3. The district court properly dismissed plaintiffs’ procedural due
-3- 19-16114
process claim because plaintiffs failed to allege facts sufficient to show that they
were deprived of a constitutionally protected property interest. To succeed on a
procedural due process claim, a plaintiff must first demonstrate that he or she was
deprived of a constitutionally protected interest. To have a constitutionally
protected property interest in a government benefit, such as a land use permit, an
independent source, such as state law, must give rise to a “legitimate claim of
entitlement,” that imposes significant limitations on the discretion of the decision
maker. Gerhart v. Lake County, Mont., 637 F.3d 1013, 1019, 1022 (9th Cir. 2011);
see also Reinkemeyer v. Safeco Ins. Co., 16 P.3d 1069, 1072 (Nev. 2001)

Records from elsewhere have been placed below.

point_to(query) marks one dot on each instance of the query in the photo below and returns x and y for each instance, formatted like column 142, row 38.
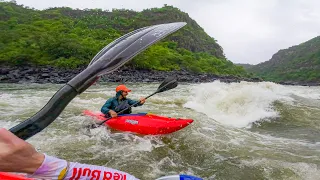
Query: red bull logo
column 86, row 173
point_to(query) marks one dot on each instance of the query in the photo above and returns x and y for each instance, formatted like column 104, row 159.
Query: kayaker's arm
column 134, row 103
column 107, row 106
column 17, row 155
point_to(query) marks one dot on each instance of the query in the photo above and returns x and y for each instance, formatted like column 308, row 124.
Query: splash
column 237, row 104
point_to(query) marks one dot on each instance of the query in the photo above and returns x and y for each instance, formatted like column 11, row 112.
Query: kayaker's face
column 124, row 94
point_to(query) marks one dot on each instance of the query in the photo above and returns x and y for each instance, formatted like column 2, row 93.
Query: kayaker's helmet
column 122, row 88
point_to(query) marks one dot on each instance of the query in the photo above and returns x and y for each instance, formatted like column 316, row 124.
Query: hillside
column 69, row 38
column 300, row 63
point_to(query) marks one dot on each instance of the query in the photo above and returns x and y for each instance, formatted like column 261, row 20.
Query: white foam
column 237, row 104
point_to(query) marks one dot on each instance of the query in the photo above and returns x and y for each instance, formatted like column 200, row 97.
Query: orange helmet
column 122, row 88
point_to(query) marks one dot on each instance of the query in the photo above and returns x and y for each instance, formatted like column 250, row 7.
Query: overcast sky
column 250, row 31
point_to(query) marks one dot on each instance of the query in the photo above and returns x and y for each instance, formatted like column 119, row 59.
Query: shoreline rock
column 31, row 74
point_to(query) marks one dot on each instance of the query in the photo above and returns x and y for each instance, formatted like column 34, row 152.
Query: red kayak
column 144, row 123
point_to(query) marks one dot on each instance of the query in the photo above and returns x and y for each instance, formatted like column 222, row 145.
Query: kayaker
column 120, row 102
column 16, row 155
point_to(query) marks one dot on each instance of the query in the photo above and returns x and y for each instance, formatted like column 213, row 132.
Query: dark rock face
column 125, row 74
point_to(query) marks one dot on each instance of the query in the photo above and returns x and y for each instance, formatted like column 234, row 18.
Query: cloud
column 249, row 31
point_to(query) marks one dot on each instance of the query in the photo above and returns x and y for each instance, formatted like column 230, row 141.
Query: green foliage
column 297, row 63
column 69, row 38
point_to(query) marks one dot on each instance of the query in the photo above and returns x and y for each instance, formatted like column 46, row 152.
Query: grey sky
column 250, row 31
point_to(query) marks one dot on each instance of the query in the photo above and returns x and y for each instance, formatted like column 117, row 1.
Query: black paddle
column 167, row 84
column 109, row 59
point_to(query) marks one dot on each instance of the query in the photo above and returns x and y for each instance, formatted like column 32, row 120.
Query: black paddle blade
column 121, row 51
column 167, row 84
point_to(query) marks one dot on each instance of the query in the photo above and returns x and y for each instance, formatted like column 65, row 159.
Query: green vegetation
column 299, row 63
column 69, row 38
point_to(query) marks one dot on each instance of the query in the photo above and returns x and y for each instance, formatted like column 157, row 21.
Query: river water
column 240, row 130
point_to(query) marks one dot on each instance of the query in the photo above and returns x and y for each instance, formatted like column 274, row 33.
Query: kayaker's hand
column 142, row 100
column 113, row 113
column 16, row 155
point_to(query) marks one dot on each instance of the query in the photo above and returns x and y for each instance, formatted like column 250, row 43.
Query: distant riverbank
column 59, row 76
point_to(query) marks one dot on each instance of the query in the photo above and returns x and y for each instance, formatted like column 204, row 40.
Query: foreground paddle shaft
column 106, row 61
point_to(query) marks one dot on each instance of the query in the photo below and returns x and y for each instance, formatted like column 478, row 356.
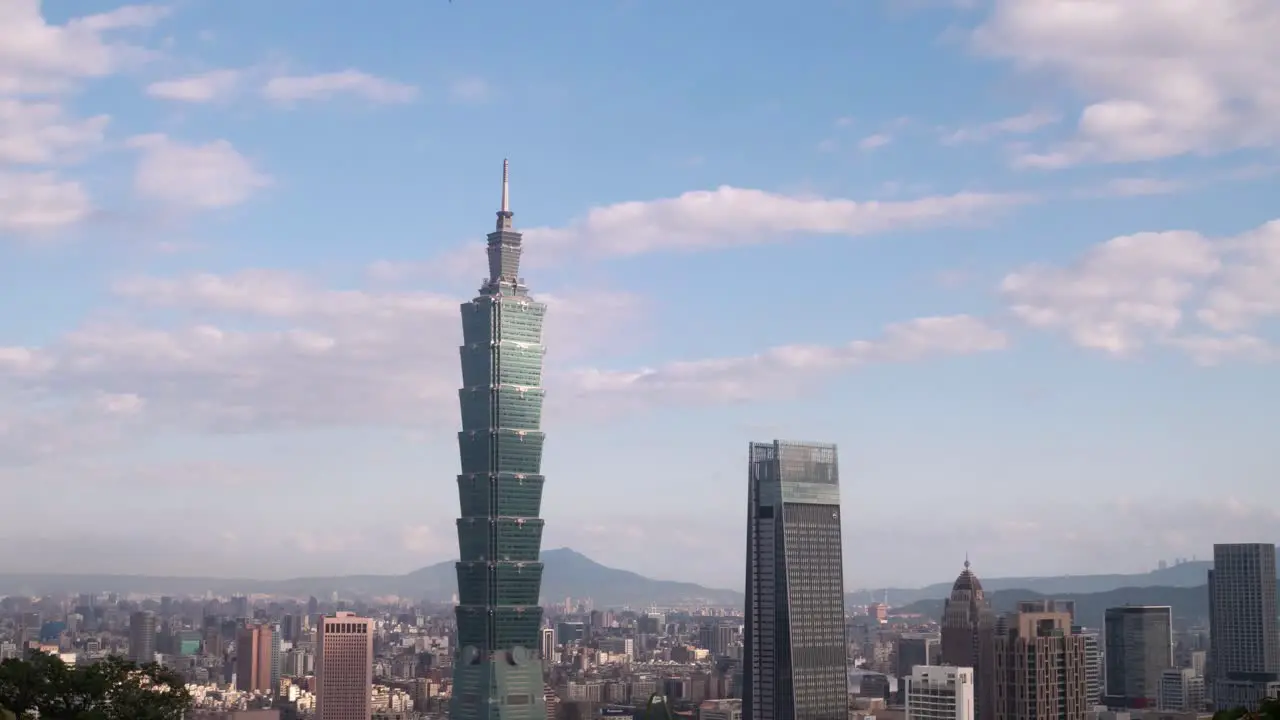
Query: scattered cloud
column 195, row 176
column 1025, row 123
column 297, row 89
column 318, row 358
column 731, row 217
column 40, row 201
column 1160, row 80
column 39, row 133
column 1176, row 288
column 874, row 141
column 206, row 87
column 40, row 58
column 782, row 369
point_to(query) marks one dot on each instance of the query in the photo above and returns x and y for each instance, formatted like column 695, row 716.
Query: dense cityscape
column 817, row 360
column 795, row 650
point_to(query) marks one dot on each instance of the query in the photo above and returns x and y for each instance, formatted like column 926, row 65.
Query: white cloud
column 1160, row 78
column 205, row 87
column 1136, row 290
column 40, row 201
column 1249, row 286
column 199, row 176
column 784, row 369
column 318, row 358
column 727, row 217
column 39, row 133
column 1025, row 123
column 874, row 141
column 328, row 86
column 730, row 217
column 37, row 57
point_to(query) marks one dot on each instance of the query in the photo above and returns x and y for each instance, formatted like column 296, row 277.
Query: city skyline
column 984, row 270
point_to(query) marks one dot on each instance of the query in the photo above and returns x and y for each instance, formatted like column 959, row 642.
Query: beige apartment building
column 344, row 668
column 1040, row 668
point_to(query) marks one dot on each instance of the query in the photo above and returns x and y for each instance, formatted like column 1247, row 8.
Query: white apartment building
column 940, row 692
column 1182, row 689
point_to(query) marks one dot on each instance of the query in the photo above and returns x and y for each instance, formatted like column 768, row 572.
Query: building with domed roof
column 968, row 630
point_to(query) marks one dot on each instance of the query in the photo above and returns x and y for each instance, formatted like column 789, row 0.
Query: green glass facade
column 497, row 671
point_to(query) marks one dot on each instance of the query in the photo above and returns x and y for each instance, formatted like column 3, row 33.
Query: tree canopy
column 110, row 689
column 1267, row 710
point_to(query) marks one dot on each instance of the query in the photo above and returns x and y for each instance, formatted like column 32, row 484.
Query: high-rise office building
column 497, row 674
column 1093, row 670
column 938, row 693
column 547, row 642
column 254, row 657
column 1040, row 668
column 1139, row 647
column 913, row 650
column 794, row 637
column 275, row 656
column 142, row 637
column 968, row 628
column 1048, row 605
column 1182, row 689
column 344, row 668
column 1244, row 638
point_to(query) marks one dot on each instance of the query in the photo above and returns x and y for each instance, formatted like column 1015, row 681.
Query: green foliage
column 1267, row 710
column 112, row 689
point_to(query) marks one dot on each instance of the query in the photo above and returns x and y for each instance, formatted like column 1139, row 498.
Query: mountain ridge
column 570, row 574
column 567, row 573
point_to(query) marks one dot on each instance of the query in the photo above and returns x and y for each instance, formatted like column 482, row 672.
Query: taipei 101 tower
column 497, row 673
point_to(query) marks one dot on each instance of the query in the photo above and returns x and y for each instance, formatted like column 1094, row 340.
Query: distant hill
column 1188, row 604
column 1184, row 575
column 567, row 574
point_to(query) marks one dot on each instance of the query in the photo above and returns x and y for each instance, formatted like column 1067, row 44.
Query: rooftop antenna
column 506, row 180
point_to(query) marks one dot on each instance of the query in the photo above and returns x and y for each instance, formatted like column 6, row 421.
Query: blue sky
column 1013, row 256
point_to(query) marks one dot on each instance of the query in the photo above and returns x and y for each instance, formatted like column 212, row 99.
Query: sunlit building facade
column 498, row 673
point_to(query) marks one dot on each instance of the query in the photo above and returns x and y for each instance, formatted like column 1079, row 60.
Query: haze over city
column 1028, row 291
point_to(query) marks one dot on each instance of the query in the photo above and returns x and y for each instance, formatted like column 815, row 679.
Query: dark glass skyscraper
column 497, row 674
column 794, row 651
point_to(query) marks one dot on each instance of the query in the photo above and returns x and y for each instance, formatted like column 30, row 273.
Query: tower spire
column 504, row 213
column 506, row 181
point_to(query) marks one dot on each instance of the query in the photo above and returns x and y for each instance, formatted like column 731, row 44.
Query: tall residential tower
column 1139, row 647
column 497, row 674
column 968, row 632
column 794, row 650
column 1244, row 636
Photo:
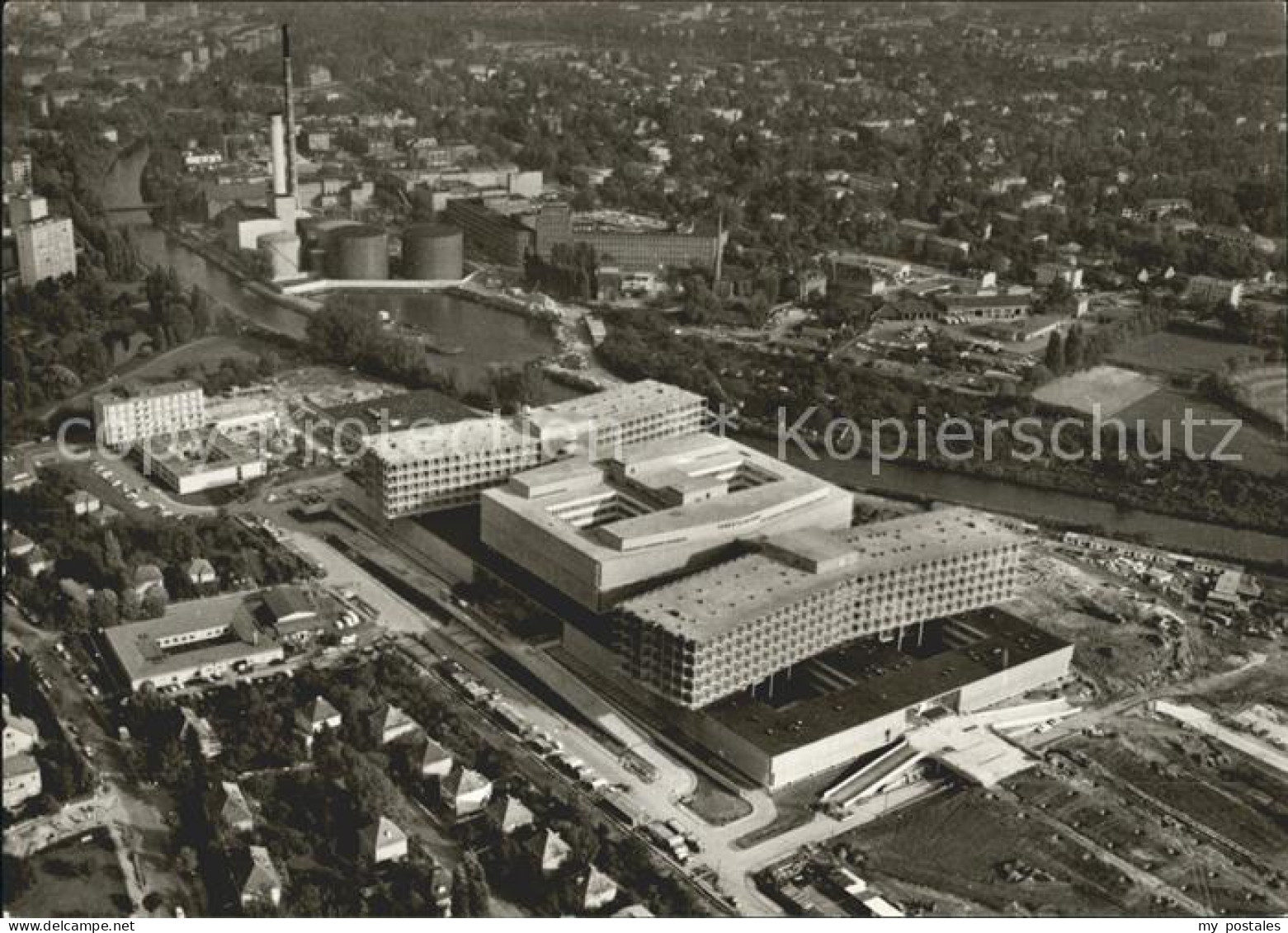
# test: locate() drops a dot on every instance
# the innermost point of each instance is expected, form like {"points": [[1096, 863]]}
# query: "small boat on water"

(observing that federal caselaw is used to interpret the Due Process Clause of the
Nevada Constitution).
We reject as without merit plaintiffs’ contentions that certain rulings in
Nevada state court litigation establish that plaintiffs were deprived of a
constitutionally protected property interest and should be given preclusive effect.
The district court did not abuse its discretion by denying plaintiffs leave to
amend their class-based equal protection claim or their due process claim because
these claims cannot be cured by amendment.
We do not consider claims that were not raised in the operative complaint,
including any substantive due process claim. See Crawford v. Lungren, 96 F.3d
380, 389 n.6 (9th Cir. 1996) (declining to address claims raised for the first time on
-4- 19-16114
appeal).
Plaintiffs’ Request for Judicial Notice (Docket Entry No. 18) is denied as
unnecessary.
• ! •
The dismissal of plaintiffs’ claims is affirmed, as is the denial of leave to
amend plaintiffs’ complaint, except that plaintiffs shall be granted leave to amend
their “class of one” equal protection claim.
The parties shall bear their own costs on appeal.
AFFIRMED in part, VACATED in part, and REMANDED.